Recently I read a terrific book, My Stroke of Insight, by Jill Bolte Taylor. Taylor, a neuroscientist, recounts her experience of suffering and recovering from a devastating stroke in her 30’s. I was first turned onto Taylor’s work from a fabulous TED Talk she gave about her experience.
During her stroke, Taylor’s left hemisphere, the part of the brain capable of language, analytical thought, mathematics and judgment, essentially went off-line. Experiencing life from the vantage point of her right hemisphere, which perceives its oneness with the entire universe, Taylor realized that she wasn’t the judgmental, ambitious, autonomous personality her left hemisphere had constructed. That part of herself was gone, and yet her essence remained.
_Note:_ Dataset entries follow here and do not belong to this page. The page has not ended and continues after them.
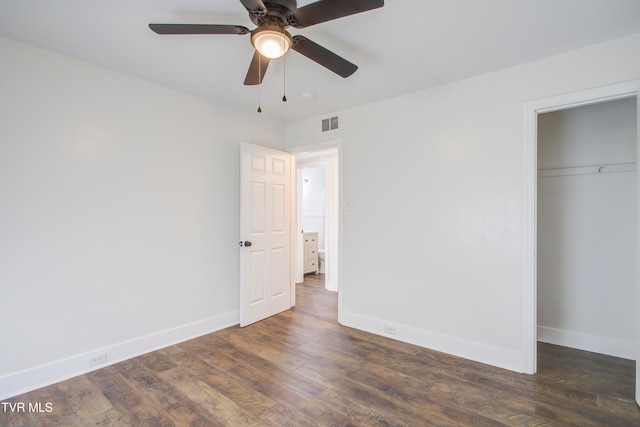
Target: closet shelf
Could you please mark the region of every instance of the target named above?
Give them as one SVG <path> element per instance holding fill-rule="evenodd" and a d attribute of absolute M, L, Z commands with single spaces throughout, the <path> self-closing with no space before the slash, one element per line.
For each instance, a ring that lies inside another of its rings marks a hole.
<path fill-rule="evenodd" d="M 638 163 L 610 163 L 593 166 L 538 169 L 538 178 L 569 175 L 597 175 L 603 173 L 635 172 Z"/>

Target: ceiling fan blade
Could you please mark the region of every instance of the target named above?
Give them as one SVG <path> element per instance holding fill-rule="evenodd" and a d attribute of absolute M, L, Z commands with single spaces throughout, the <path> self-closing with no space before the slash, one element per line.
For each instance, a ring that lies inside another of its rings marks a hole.
<path fill-rule="evenodd" d="M 294 10 L 292 25 L 297 28 L 309 27 L 382 6 L 384 0 L 320 0 Z"/>
<path fill-rule="evenodd" d="M 261 84 L 262 79 L 264 79 L 264 74 L 267 72 L 269 61 L 271 61 L 269 58 L 260 55 L 256 50 L 253 54 L 251 65 L 249 65 L 247 76 L 244 78 L 244 84 L 247 86 Z"/>
<path fill-rule="evenodd" d="M 349 77 L 358 69 L 357 65 L 301 35 L 293 36 L 291 48 L 341 77 Z"/>
<path fill-rule="evenodd" d="M 158 34 L 248 34 L 251 32 L 242 25 L 149 24 L 149 28 Z"/>
<path fill-rule="evenodd" d="M 267 13 L 267 7 L 262 3 L 262 0 L 240 0 L 240 3 L 242 3 L 244 8 L 249 12 Z"/>

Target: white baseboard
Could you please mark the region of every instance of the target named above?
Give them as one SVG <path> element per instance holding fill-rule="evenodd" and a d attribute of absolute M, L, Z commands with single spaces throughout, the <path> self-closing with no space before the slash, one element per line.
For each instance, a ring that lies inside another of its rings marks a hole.
<path fill-rule="evenodd" d="M 635 360 L 635 344 L 615 338 L 538 326 L 538 341 Z"/>
<path fill-rule="evenodd" d="M 350 328 L 486 363 L 498 368 L 524 372 L 523 356 L 519 351 L 494 347 L 355 313 L 342 313 L 340 321 L 342 325 Z M 389 329 L 394 330 L 395 334 L 385 333 Z"/>
<path fill-rule="evenodd" d="M 132 357 L 140 356 L 141 354 L 219 331 L 220 329 L 228 328 L 229 326 L 234 326 L 239 323 L 240 313 L 238 311 L 232 311 L 121 342 L 109 347 L 93 349 L 86 353 L 77 354 L 46 365 L 12 373 L 0 377 L 0 400 L 55 384 L 96 369 L 113 365 L 114 363 L 122 362 Z M 88 360 L 90 357 L 104 353 L 107 354 L 105 363 L 89 367 Z"/>

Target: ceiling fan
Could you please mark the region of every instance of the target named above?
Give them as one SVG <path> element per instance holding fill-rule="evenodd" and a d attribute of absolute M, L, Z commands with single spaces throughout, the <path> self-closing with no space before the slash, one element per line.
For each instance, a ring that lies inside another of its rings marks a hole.
<path fill-rule="evenodd" d="M 149 24 L 149 28 L 157 34 L 251 34 L 256 52 L 245 85 L 261 84 L 269 61 L 290 49 L 339 76 L 349 77 L 358 69 L 357 65 L 304 36 L 292 37 L 286 28 L 306 28 L 384 6 L 384 0 L 320 0 L 300 8 L 296 0 L 240 0 L 240 3 L 249 12 L 251 22 L 257 25 L 253 31 L 242 25 L 215 24 Z"/>

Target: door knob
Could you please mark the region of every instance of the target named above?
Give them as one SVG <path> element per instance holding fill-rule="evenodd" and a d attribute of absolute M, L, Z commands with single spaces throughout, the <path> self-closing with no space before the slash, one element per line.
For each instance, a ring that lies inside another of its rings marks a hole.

But the part of her story that really blew my mind, so to speak, was that as she worked hard over the course of 8 years to recover the full use of her brain she made a conscious choice about which circuitry in her left brain she wanted to reactivate. She knew that much of her “emotional baggage” from earlier in her life was no longer necessary, and that being judgmental and critical about herself or others simply didn’t feel good in her body. So she chose not to reactivate that circuitry; she chose not to feed it with her attention.
Her story has inspired me to become more aware of how I use my attention and which thoughts (brain circuitry) I choose to feed. It’s an astonishing thing, really, that we can choose which aspects of ourselves will thrive and fly, and which aspects will wither away for lack of attention.
Marjorie Berman says
Lovely reminder, Patricia. Thank you. Blessings to you at this season! Marjorie
Patricia Pearce says
Blessings to you, too, Marjorie, and thanks for commenting.